Throughout the tour, a guide pointed out interesting details and highlights about specific rooms and their uses that helped Soldiers on the tour understand what they were seeing.
"It made it easier to know things and to know the history. But, I liked it best when they said go explore, and there was time for us to go and see what we wanted to see," said Sullivan.
After climbing up the ruins of the bombed out Victory over Iran Palace, Sgt. Sullivan took in a view of the Baghdad International airport, where he worked on his last deployment.

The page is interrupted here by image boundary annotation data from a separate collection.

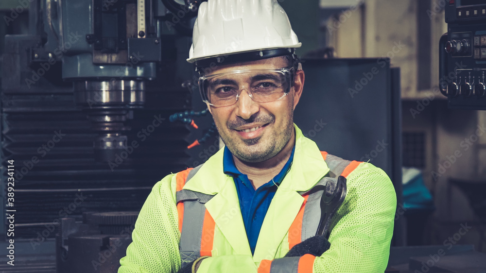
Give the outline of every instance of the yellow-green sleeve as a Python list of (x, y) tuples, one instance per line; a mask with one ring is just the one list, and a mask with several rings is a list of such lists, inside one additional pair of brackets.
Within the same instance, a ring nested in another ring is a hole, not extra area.
[(330, 248), (316, 257), (314, 272), (383, 272), (397, 207), (393, 185), (382, 170), (363, 163), (348, 176), (347, 187), (329, 237)]
[(118, 273), (177, 272), (180, 268), (175, 175), (157, 182), (135, 223), (133, 241), (120, 259)]

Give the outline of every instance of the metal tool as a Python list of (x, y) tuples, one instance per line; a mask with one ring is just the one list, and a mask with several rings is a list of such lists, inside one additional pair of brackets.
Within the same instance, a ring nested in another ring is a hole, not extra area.
[(339, 176), (336, 183), (328, 183), (321, 198), (321, 220), (316, 235), (328, 237), (331, 219), (346, 197), (346, 178)]

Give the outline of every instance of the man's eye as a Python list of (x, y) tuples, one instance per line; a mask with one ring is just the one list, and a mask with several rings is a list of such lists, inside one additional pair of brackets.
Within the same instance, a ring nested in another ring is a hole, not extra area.
[(222, 87), (220, 87), (216, 89), (215, 93), (229, 93), (234, 91), (233, 88), (229, 86), (224, 86)]
[(275, 85), (271, 83), (261, 83), (257, 85), (258, 88), (269, 88), (275, 87)]

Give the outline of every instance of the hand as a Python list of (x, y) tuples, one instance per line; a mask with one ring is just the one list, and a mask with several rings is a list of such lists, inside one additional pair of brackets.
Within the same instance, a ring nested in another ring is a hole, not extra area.
[(306, 239), (295, 245), (285, 255), (286, 257), (299, 257), (306, 254), (320, 256), (329, 249), (331, 244), (326, 237), (317, 235)]

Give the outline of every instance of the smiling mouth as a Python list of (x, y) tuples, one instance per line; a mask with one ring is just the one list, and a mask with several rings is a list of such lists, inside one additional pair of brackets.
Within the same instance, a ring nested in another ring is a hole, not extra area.
[(262, 125), (255, 126), (254, 127), (250, 128), (248, 128), (248, 129), (242, 129), (242, 130), (237, 130), (236, 131), (237, 131), (238, 132), (243, 132), (244, 133), (250, 133), (251, 132), (254, 132), (254, 131), (256, 131), (256, 130), (260, 129), (261, 127), (265, 127), (265, 126), (267, 126), (267, 125), (268, 125), (268, 124), (264, 124), (264, 125)]

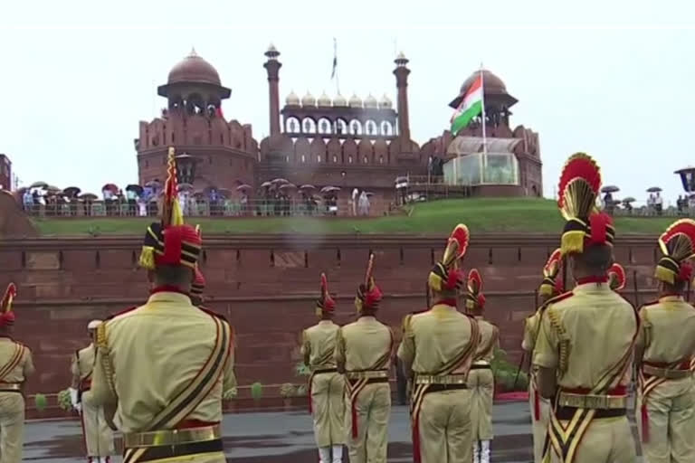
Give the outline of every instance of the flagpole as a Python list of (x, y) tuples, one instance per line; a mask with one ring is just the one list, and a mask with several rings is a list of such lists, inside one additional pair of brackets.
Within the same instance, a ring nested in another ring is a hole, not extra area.
[(481, 102), (482, 104), (482, 162), (481, 163), (481, 182), (485, 183), (485, 171), (488, 168), (488, 141), (485, 134), (487, 125), (485, 123), (485, 78), (482, 74), (482, 62), (481, 62)]
[(340, 94), (340, 80), (338, 78), (338, 39), (333, 37), (333, 72), (336, 76), (336, 94)]

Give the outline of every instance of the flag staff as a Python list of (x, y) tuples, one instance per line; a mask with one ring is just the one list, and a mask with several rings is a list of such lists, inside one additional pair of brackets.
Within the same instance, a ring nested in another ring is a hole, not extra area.
[(485, 183), (485, 171), (488, 168), (488, 137), (486, 136), (485, 122), (485, 78), (482, 73), (482, 62), (481, 62), (481, 102), (482, 103), (482, 175), (481, 175), (481, 182)]
[(333, 37), (333, 72), (330, 78), (336, 79), (336, 94), (340, 94), (340, 80), (338, 79), (338, 39)]

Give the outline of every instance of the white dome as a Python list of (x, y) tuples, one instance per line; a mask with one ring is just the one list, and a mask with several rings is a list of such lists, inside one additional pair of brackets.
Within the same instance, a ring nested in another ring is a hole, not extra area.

"I'd recommend this tour for any soldier," said Staff Sgt. John Buchanan, from Phoenix City, Ala. "It gets you out of your immediate area of operations, your day to day activities, and gives you a chance to see things you normally wouldn't see," he said.
"Most of the people that join the Army now have only heard of these places. To stand in the Ba'ath party house, to walk through what's left of Uday's house, gives more perspective, it's like walking through the footsteps of infamy," continued Buchanan. "I didn't know pools were built for executions and not for swimming," he noted with a serious tone.
Since the initial days of the war, things have come a long way. Touring the sites at Camp Slayer reminds Soldiers of the bigger picture and their own personal role in rebuilding Iraq.
"It reminded me of how we're the good guys and the work we do is not typical of what most militaries do," said Dawson. "We've helped to defeat a great evil in Saddam."
One Soldier summed up the events of the day by commenting on the unlikelihood of returning to Iraq once the deployment is over.
"I'm glad I did [the tour] because I know I'm not going to see that again, I don't plan on coming back. I'm not planning any vacations here for the future," said Sturch.